Latency-induced probation: By observing the latency distribution of responses from the various machines in the system, intermediate servers may detect situations where the system performs better by excluding a particularly slow machine, or putting it on probation. The source of slowness might be a temporary problem so the system might continue issuing shadow requests to these excluded servers, collecting metrics on their latency to later decide if such machines should be brought back to the “active” service.
Large Information Retrieval Systems
In large information-retrieval (IR) systems, speed is more than a performance metric; it is a necessity, as returning good results quickly is more important than returning the best results slowly. Two techniques apply to such systems, and any other system that deal with imprecise results:
Good enough: In large IR systems, once a sufficient fraction of all the leaf servers has responded, the user may be best served by being given slightly incomplete (“good-enough”) results in exchange for better end-to-end latency.

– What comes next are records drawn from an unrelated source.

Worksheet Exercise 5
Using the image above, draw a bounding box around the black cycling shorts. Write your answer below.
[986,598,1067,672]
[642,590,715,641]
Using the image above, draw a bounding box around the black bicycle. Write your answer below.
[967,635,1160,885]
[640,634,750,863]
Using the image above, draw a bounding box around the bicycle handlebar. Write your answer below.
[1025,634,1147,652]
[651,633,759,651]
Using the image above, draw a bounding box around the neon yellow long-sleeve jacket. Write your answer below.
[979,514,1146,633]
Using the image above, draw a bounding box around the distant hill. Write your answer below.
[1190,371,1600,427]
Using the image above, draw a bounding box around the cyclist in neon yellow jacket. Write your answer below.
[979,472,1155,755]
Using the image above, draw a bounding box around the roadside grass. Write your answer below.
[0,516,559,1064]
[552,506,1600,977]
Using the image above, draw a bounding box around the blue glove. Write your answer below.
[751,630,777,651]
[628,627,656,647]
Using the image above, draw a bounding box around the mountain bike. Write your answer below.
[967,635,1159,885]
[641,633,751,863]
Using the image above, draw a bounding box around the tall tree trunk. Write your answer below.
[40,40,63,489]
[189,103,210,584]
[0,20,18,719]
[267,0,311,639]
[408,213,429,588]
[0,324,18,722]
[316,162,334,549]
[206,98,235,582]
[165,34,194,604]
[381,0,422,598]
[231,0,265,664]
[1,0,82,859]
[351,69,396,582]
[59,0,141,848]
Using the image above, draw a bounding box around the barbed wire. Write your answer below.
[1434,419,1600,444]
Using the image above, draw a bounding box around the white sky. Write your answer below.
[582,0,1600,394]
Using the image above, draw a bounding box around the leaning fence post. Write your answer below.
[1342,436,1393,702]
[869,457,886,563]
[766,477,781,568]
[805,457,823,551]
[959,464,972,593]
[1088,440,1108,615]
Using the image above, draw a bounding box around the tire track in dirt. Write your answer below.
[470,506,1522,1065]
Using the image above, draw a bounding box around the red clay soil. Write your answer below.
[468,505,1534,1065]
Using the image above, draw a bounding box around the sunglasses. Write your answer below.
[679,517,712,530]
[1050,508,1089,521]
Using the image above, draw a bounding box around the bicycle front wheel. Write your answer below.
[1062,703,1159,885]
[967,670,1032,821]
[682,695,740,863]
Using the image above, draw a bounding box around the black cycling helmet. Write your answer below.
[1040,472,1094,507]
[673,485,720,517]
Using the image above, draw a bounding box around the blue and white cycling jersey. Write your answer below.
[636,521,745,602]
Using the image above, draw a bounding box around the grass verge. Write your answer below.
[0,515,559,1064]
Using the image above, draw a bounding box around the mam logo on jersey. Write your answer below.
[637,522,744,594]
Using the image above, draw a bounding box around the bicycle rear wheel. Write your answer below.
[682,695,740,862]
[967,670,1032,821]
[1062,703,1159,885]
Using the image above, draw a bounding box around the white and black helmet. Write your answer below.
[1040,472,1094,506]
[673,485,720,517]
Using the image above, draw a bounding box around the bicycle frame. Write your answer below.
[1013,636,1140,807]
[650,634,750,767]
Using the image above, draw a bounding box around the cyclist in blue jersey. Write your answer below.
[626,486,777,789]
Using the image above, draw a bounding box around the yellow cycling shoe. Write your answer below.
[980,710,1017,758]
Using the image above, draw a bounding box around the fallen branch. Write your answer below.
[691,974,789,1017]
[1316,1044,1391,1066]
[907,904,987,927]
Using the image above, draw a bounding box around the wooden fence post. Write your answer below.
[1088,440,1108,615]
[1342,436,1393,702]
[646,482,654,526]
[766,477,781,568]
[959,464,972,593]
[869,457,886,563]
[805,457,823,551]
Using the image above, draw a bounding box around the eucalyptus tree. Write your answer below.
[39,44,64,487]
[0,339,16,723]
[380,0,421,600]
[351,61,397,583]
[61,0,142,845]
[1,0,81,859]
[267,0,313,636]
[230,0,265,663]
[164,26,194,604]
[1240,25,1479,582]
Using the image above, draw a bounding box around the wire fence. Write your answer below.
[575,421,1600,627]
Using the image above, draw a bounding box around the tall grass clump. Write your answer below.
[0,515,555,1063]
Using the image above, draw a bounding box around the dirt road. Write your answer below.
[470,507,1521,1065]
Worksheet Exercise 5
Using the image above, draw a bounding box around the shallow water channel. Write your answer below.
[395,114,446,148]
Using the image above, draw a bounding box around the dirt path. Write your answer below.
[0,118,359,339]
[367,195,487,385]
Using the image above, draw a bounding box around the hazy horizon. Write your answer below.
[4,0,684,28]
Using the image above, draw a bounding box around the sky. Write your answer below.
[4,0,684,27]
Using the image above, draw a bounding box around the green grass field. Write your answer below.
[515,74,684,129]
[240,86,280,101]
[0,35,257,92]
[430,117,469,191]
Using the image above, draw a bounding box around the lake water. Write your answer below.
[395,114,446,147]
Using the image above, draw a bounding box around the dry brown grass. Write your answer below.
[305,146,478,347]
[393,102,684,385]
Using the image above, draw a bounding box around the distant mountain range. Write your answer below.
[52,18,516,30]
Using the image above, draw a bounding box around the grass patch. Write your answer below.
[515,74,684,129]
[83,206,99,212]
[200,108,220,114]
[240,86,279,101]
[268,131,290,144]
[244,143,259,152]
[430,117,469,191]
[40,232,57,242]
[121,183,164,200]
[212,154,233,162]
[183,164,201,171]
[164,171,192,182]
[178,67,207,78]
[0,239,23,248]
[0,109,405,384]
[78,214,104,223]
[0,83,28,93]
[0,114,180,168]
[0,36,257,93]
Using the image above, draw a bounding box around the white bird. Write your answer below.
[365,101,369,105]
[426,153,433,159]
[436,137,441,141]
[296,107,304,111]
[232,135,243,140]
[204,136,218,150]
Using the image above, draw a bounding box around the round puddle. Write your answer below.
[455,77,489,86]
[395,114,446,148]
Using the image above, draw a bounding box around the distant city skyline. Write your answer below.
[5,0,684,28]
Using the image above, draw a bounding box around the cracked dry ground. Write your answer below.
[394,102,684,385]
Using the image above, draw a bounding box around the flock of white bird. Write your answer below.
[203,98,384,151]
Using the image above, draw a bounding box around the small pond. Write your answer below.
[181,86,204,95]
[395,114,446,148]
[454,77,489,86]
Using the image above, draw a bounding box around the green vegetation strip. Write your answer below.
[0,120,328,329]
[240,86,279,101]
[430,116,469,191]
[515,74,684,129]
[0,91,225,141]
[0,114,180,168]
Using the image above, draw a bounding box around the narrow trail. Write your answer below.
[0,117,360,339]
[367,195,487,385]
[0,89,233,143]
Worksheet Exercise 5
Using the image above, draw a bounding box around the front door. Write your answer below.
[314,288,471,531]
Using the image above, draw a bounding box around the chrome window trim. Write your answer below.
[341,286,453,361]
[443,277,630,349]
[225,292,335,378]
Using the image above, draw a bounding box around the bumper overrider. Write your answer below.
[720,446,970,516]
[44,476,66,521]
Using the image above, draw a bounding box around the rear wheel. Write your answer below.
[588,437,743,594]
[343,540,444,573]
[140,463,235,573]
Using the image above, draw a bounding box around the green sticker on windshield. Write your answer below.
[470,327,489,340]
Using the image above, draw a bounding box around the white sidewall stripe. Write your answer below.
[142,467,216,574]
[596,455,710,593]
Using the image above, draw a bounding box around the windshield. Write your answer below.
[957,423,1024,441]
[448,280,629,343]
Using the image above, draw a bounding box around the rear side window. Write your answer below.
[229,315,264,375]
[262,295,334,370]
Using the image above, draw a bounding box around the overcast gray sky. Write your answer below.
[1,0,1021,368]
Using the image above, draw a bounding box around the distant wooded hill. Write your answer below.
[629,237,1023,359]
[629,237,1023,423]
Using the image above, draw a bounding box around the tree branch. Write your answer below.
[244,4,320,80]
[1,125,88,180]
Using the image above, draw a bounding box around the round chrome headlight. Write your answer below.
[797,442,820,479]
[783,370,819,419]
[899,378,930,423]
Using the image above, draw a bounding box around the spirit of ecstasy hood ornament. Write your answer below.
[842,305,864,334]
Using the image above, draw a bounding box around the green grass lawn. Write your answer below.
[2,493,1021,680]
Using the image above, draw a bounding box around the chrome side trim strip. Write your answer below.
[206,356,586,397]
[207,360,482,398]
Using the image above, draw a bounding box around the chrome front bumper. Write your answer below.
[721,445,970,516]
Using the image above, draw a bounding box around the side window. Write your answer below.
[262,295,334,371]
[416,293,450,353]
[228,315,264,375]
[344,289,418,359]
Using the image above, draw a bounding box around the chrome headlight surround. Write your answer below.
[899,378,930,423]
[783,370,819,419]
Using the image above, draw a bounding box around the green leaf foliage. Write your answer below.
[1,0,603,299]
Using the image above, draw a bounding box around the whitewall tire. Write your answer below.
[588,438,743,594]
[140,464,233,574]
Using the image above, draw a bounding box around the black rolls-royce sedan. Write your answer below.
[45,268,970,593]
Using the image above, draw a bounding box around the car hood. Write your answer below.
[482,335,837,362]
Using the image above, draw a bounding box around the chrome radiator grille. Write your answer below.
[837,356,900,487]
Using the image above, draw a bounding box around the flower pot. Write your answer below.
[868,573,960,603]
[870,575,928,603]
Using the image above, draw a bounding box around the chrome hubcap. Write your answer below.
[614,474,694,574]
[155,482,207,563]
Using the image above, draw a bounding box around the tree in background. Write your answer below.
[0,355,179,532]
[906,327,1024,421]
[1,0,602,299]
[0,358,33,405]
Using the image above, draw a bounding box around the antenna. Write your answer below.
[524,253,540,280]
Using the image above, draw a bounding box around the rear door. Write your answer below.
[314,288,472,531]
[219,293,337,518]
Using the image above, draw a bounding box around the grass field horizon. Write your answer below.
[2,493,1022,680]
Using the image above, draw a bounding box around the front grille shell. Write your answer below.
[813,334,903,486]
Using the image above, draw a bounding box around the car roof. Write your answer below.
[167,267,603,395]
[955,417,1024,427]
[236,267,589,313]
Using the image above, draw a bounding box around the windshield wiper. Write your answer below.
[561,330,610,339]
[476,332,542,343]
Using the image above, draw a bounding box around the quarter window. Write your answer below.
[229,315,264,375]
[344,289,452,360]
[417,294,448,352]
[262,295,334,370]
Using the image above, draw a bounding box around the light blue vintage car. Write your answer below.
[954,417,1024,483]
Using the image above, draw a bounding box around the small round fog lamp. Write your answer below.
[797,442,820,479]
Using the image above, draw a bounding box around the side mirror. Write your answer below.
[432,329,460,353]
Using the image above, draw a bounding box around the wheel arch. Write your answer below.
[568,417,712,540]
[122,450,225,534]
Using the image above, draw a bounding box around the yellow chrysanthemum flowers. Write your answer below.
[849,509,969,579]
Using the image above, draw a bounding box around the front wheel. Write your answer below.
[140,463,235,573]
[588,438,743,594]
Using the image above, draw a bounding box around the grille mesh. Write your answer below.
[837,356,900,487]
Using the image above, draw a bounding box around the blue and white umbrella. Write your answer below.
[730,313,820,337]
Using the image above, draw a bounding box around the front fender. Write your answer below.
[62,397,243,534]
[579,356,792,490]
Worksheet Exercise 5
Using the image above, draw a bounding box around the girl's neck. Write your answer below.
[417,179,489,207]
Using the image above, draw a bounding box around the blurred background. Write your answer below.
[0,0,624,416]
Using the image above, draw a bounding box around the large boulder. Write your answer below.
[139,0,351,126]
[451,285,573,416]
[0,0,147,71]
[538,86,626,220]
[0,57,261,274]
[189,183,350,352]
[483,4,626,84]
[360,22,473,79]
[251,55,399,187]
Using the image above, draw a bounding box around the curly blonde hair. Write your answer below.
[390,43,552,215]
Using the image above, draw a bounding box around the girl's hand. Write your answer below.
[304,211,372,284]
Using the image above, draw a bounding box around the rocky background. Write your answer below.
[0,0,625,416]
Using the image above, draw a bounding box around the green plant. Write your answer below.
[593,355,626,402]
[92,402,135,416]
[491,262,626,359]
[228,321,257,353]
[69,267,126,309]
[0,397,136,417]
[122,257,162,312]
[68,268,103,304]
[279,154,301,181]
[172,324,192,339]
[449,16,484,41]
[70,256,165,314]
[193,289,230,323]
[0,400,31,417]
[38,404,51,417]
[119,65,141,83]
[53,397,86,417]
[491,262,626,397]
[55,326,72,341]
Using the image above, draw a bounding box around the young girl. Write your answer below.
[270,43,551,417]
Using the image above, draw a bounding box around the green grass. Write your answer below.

Canary requests: Another problem that can occur in systems with very high fan-out is that a particular request exercises an untested code path, causing crashes or extremely long delays on thousands of servers simultaneously. To prevent such correlated crash scenarios, you might use “canary requests”; rather than sending a request to thousands of leaf servers, the root server sends it first to one or two leaf servers. The remaining servers are only queried if the root gets a successful response from the canary in a reasonable period of time.
Bear in mind that the techniques discussed above are far most applicable for operations that do not perform critical mutations of the system’s state. Operations that mutate state are easier to handle because the scale of latency-critical modifications in these services is generally small. Second, updates can often be performed off the critical path, after responding to the user1. Third, many services can be designed to tolerate inconsistent update models. And, finally, services that require strong consistent updates generally use quorum-based algorithms (e.g., Paxos, Raft) and since such algorithms need to commit to only a majority of replicas, they are inherently tail-tolerant.
 J. Dean and L. A. Barroso, The Tail at Scale, Communications of the ACM, vol. 56, no. 2, pp. 74–80, Feb. 2013.
 I. Stoica, R. Morris, D. Karger, M. F. Kaashoek, and H. Balakrishnan, Chord: A Scalable Peer-to-peer Lookup Service for Internet Applications, ACM SIGCOMM …, pp. 149–160, 2001.